With the advent of the Internet, people have access to a great many drugs, medical devices, and other remedies more readily than ever before. We are certainly aware that it is safest to operate under the assumption of "buyer beware," but the information available by which to judge the purity and effectiveness of drugs and remedies is commonly incomplete and imperfect. So, whenever there is useful information about efficacy and safety, we should welcome it with an open mind.
In a recent issue (Volume 300, Number 8, pages 915-923, August 27, 2008) of the Journal of the American Medical Association (JAMA), Robert Saper, M.D. and his colleagues published a paper entitled, "Lead, Mercury, and Arsenic in US- and Indian-Manufactured Ayurvedic Medicines Sold via the Internet." They used a search via 5 Internet search engines to identify 25 Web sites offering traditional Ayurvedic herbs, formulas, or ingredients commonly used in Ayurveda, indicated for oral use and available for sale. They identified 673 products, from which they randomly selected 230 medicines for purchase. The concentrations of metals within these products were measured using a technique known as x-ray fluorescence spectroscopy.
The results were quite revealing. Of the products sampled, approximately 20% showed detectable (and therefore, unacceptable) levels of lead, mercury, or arsenic. All of the metal-containing products contained enough metal to exceed one or more standards for acceptable daily human intake of toxic metals. It didn't matter whether or not the products were manufactured in the U.S. or in India - the findings were approximately the same.

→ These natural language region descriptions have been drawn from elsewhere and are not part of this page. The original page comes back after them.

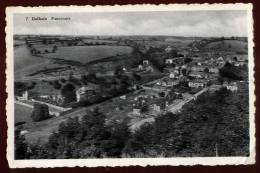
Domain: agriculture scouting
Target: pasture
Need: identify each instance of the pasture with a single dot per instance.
(231, 45)
(25, 63)
(22, 113)
(86, 54)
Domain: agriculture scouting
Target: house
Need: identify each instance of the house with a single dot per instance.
(25, 95)
(196, 84)
(213, 70)
(197, 69)
(168, 49)
(140, 67)
(123, 97)
(183, 53)
(220, 59)
(85, 93)
(231, 86)
(145, 62)
(168, 61)
(136, 111)
(198, 75)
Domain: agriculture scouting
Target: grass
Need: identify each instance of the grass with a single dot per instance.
(86, 54)
(231, 45)
(25, 63)
(22, 113)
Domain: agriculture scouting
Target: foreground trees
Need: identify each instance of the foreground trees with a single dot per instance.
(213, 124)
(40, 112)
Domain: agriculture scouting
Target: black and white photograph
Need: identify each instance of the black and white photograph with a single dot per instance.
(130, 85)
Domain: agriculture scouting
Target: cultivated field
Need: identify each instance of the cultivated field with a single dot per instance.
(86, 54)
(22, 113)
(25, 63)
(231, 45)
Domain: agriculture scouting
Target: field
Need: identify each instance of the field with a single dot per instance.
(25, 63)
(99, 41)
(86, 54)
(231, 45)
(22, 113)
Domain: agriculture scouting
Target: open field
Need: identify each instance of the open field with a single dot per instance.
(99, 41)
(22, 113)
(25, 63)
(231, 45)
(86, 54)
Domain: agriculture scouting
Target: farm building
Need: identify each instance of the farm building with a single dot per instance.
(84, 93)
(197, 83)
(231, 86)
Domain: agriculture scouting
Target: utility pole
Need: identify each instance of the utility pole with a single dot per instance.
(216, 149)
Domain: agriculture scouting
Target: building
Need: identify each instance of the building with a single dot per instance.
(145, 62)
(25, 96)
(136, 111)
(198, 75)
(231, 86)
(85, 93)
(168, 49)
(169, 61)
(196, 84)
(213, 70)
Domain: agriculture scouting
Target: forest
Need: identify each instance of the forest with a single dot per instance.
(214, 124)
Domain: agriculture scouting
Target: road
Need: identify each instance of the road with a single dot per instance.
(175, 107)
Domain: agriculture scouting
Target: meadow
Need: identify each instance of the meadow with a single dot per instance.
(22, 113)
(86, 54)
(25, 63)
(232, 45)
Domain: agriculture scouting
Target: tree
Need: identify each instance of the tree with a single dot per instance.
(137, 77)
(206, 70)
(187, 60)
(20, 146)
(54, 49)
(40, 112)
(120, 134)
(230, 72)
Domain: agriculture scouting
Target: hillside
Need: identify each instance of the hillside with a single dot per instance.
(226, 45)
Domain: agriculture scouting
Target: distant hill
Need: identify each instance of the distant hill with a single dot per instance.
(226, 45)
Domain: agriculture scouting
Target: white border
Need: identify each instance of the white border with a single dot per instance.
(10, 11)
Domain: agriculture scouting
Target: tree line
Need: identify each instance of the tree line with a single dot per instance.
(213, 123)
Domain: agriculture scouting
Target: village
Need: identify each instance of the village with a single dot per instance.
(184, 77)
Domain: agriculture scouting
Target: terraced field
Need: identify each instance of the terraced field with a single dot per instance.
(22, 113)
(86, 54)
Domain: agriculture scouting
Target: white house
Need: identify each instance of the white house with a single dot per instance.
(196, 84)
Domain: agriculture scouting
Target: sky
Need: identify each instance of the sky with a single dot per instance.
(174, 23)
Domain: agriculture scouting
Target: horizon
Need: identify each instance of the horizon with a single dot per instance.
(222, 23)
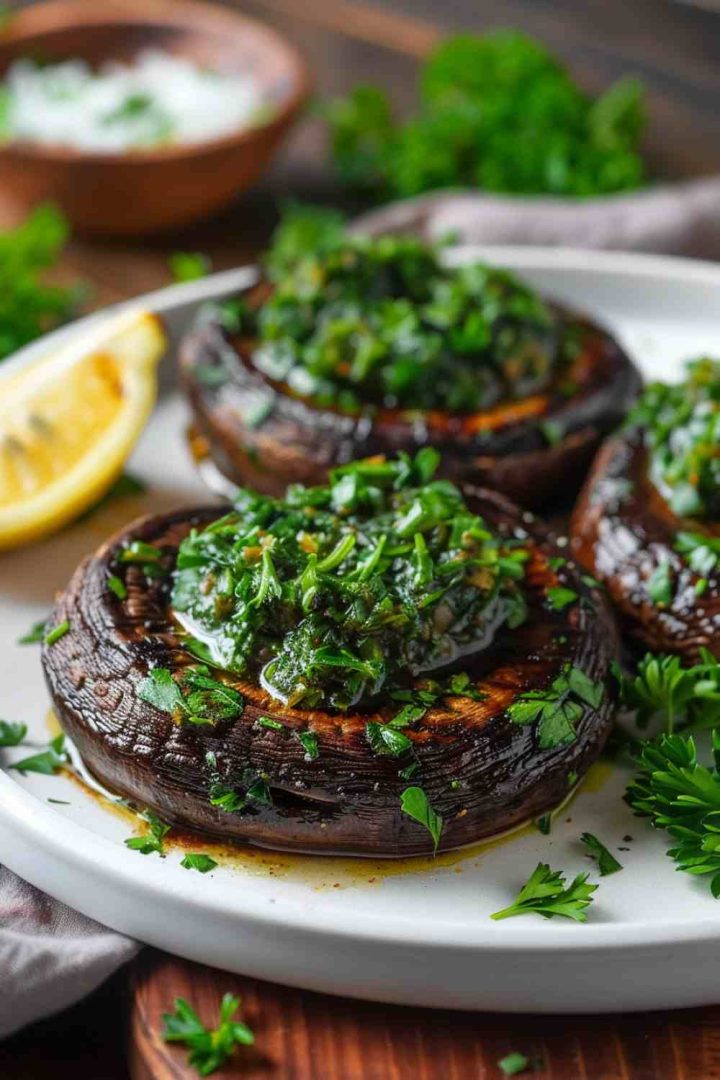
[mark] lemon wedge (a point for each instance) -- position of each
(69, 420)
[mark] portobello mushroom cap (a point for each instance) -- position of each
(480, 771)
(623, 530)
(262, 435)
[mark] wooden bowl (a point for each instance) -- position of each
(149, 190)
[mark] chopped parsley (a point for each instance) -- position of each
(153, 840)
(514, 1064)
(607, 862)
(682, 697)
(12, 734)
(361, 322)
(48, 761)
(416, 805)
(36, 634)
(557, 709)
(660, 584)
(337, 593)
(681, 431)
(56, 633)
(682, 797)
(497, 111)
(194, 698)
(560, 596)
(200, 862)
(209, 1049)
(547, 893)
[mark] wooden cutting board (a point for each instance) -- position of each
(309, 1036)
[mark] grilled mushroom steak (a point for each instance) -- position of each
(501, 739)
(375, 348)
(648, 521)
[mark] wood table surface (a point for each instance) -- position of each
(676, 50)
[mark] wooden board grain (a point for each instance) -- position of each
(304, 1036)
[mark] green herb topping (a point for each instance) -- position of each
(381, 322)
(195, 698)
(48, 761)
(336, 593)
(557, 709)
(547, 893)
(682, 797)
(681, 428)
(208, 1049)
(499, 112)
(416, 805)
(12, 734)
(607, 862)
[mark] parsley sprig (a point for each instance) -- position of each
(209, 1048)
(682, 797)
(547, 893)
(557, 709)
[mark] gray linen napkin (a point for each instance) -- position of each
(677, 219)
(50, 955)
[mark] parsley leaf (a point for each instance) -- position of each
(554, 710)
(513, 1064)
(48, 761)
(559, 597)
(681, 796)
(152, 841)
(199, 862)
(416, 805)
(547, 893)
(36, 633)
(208, 1049)
(12, 734)
(607, 862)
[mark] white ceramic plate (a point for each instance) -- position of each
(417, 932)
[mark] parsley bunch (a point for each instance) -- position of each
(354, 322)
(682, 697)
(331, 594)
(547, 893)
(681, 796)
(209, 1049)
(498, 112)
(681, 430)
(28, 305)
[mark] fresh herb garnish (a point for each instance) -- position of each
(607, 862)
(681, 429)
(547, 893)
(189, 266)
(309, 743)
(514, 1064)
(557, 709)
(209, 1049)
(343, 590)
(560, 596)
(153, 840)
(681, 697)
(660, 584)
(194, 698)
(118, 586)
(48, 761)
(56, 633)
(364, 322)
(29, 307)
(36, 633)
(416, 805)
(497, 111)
(681, 796)
(12, 734)
(199, 862)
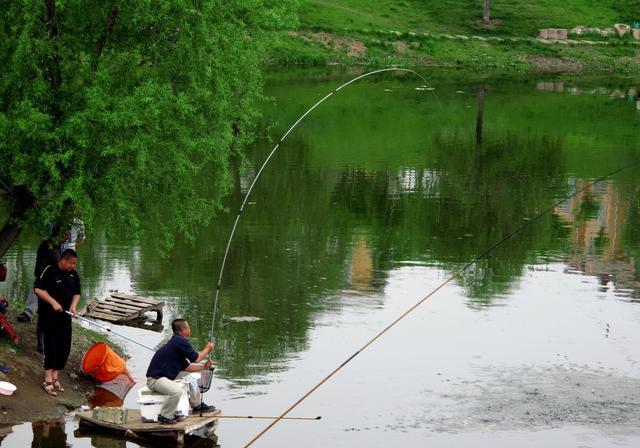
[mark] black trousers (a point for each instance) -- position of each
(56, 339)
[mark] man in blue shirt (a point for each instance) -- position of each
(175, 356)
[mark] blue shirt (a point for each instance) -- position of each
(171, 358)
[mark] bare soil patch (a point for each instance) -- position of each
(352, 47)
(549, 64)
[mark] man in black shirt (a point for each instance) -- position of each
(58, 289)
(49, 253)
(173, 357)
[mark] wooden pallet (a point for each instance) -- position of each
(123, 308)
(128, 423)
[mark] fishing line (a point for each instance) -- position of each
(438, 288)
(255, 179)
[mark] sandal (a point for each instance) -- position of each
(49, 388)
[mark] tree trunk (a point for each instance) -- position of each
(23, 201)
(485, 12)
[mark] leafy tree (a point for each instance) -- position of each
(132, 108)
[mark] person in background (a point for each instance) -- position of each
(76, 235)
(173, 357)
(58, 289)
(4, 303)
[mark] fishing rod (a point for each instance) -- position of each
(110, 330)
(268, 417)
(438, 288)
(255, 179)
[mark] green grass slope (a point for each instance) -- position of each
(448, 34)
(512, 17)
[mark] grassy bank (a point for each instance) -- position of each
(30, 402)
(447, 34)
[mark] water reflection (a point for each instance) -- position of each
(49, 434)
(600, 232)
(373, 183)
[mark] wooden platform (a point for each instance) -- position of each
(123, 309)
(128, 423)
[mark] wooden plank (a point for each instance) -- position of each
(137, 298)
(103, 316)
(127, 302)
(134, 422)
(130, 308)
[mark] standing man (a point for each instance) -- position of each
(49, 253)
(58, 289)
(176, 355)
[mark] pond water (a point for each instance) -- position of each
(379, 197)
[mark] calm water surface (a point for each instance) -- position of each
(375, 200)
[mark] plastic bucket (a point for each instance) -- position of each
(102, 363)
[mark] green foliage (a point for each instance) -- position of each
(129, 110)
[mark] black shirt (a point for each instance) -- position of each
(171, 358)
(61, 285)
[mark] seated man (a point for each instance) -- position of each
(176, 355)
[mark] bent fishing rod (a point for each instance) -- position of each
(434, 291)
(264, 164)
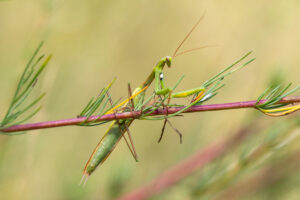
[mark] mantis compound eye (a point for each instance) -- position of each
(169, 61)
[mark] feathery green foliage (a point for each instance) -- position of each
(18, 106)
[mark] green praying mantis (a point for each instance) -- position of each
(118, 128)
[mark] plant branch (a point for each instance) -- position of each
(189, 166)
(137, 114)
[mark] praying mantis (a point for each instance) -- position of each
(118, 128)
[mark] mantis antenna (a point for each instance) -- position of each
(187, 36)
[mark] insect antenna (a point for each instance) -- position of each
(188, 35)
(194, 49)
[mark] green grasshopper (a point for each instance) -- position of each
(118, 128)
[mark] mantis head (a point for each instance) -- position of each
(168, 61)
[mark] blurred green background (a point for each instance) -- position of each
(94, 41)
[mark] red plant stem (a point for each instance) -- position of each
(188, 166)
(136, 114)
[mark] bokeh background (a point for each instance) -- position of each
(94, 41)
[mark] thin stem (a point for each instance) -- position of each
(188, 166)
(137, 114)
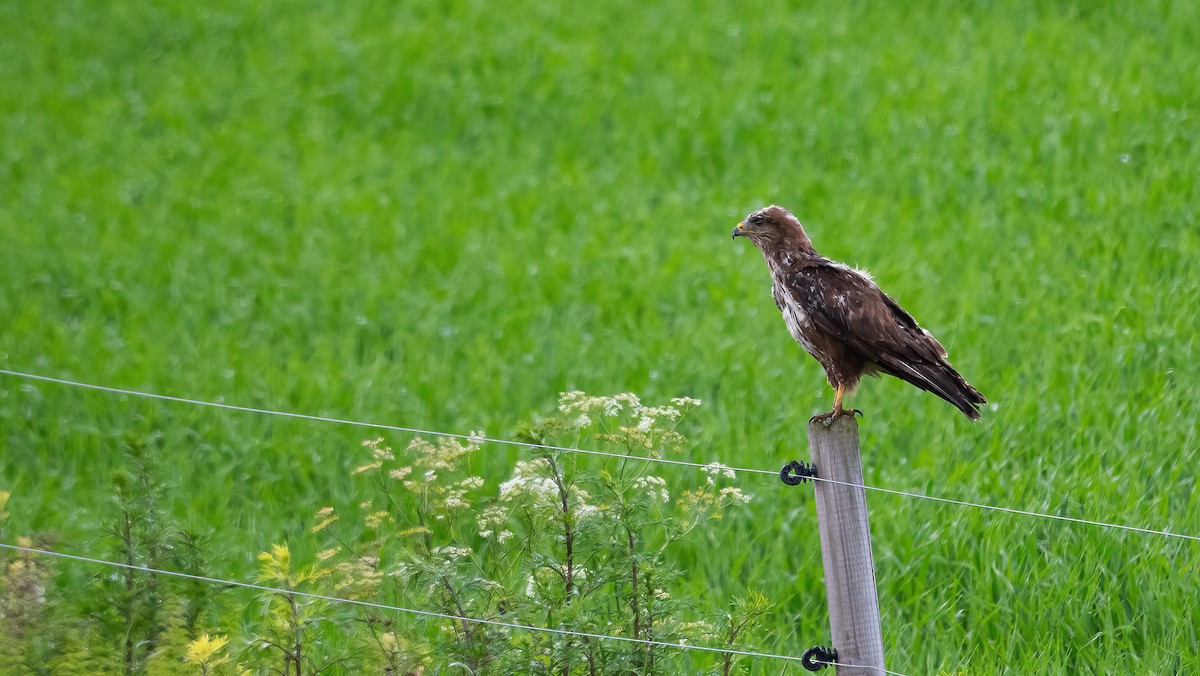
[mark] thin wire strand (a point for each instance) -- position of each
(586, 452)
(1011, 510)
(400, 609)
(363, 424)
(847, 665)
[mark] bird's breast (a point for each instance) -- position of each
(798, 322)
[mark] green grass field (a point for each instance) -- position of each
(444, 214)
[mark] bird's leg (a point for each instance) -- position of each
(838, 411)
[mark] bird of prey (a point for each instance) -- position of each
(844, 321)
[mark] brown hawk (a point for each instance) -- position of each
(844, 321)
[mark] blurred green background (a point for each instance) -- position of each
(443, 214)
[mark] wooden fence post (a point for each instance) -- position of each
(846, 546)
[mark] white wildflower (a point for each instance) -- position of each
(472, 483)
(451, 554)
(654, 486)
(736, 495)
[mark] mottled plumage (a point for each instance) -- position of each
(840, 317)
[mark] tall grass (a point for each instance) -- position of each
(444, 214)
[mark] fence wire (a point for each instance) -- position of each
(678, 646)
(588, 452)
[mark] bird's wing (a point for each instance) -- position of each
(847, 305)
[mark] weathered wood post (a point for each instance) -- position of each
(846, 545)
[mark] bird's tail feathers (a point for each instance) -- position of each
(943, 381)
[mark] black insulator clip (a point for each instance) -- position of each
(819, 657)
(797, 472)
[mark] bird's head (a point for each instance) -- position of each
(773, 227)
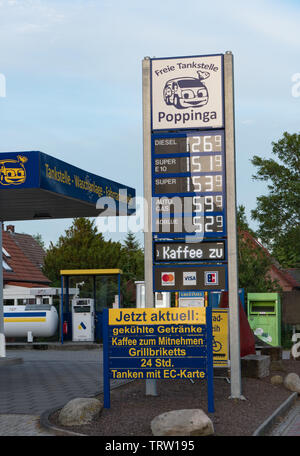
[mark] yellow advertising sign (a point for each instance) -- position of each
(220, 337)
(153, 316)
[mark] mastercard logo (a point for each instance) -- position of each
(168, 278)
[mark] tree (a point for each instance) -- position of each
(82, 247)
(278, 213)
(254, 262)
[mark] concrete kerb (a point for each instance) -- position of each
(279, 413)
(45, 423)
(260, 431)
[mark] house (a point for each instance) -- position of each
(288, 279)
(22, 260)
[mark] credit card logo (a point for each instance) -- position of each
(168, 279)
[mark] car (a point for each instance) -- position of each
(185, 92)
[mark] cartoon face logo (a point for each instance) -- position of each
(186, 92)
(13, 172)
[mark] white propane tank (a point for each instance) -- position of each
(40, 320)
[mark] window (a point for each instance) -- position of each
(5, 252)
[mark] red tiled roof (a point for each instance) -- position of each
(23, 269)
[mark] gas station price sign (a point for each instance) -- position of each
(151, 343)
(188, 183)
(182, 251)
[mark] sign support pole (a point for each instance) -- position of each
(151, 389)
(233, 298)
(2, 336)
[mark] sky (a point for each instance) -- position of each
(73, 77)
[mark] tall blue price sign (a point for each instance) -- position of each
(151, 344)
(188, 172)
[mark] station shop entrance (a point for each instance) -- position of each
(97, 289)
(36, 186)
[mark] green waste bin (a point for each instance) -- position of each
(264, 316)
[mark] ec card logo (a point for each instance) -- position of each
(189, 278)
(211, 278)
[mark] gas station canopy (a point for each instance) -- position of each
(37, 186)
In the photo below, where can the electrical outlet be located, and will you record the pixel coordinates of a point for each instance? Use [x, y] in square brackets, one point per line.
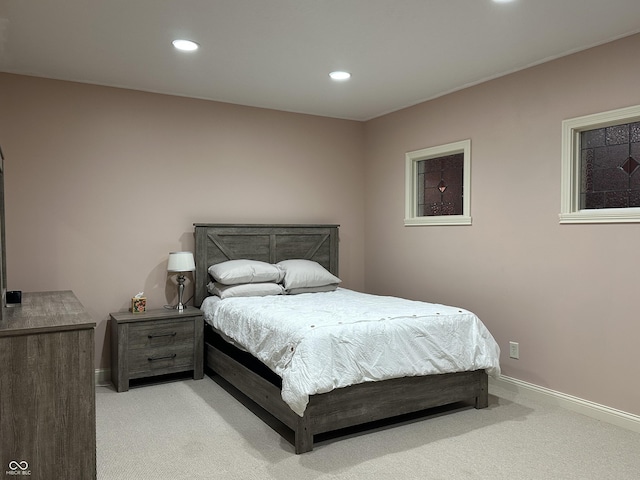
[514, 350]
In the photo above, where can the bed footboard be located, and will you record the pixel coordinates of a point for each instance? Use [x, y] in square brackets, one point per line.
[349, 406]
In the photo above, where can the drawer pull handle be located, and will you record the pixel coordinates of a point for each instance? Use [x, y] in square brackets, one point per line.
[155, 335]
[166, 357]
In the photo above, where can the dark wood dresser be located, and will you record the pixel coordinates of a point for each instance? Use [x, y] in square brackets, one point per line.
[47, 389]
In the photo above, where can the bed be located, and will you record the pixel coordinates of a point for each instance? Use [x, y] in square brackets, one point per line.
[340, 407]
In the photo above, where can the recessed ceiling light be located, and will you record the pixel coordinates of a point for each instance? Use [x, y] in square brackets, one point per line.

Rasa shastra medicines, which traditionally combine herbs with metals, minerals, and gems, had a higher prevalence of metals than did non-rasa shastra types, which only contain herbs.
In their discussion, the authors cited case reports of metal toxicity and called for government-mandated limits on toxic metals in dietary supplements as well as independent testing to confirm manufacturers' claims. These conclusions seem quite reasonable given what was discovered by this study.
Many foreign and wilderness travelers, as well as people who seek "alternative medicine" remedies domestically, are faced with a panoply of drugs and products advertised to improve health. You should be very careful about what you ingest, and do some homework about what is contained in each and every product you ingest before you decide to eat or drink it.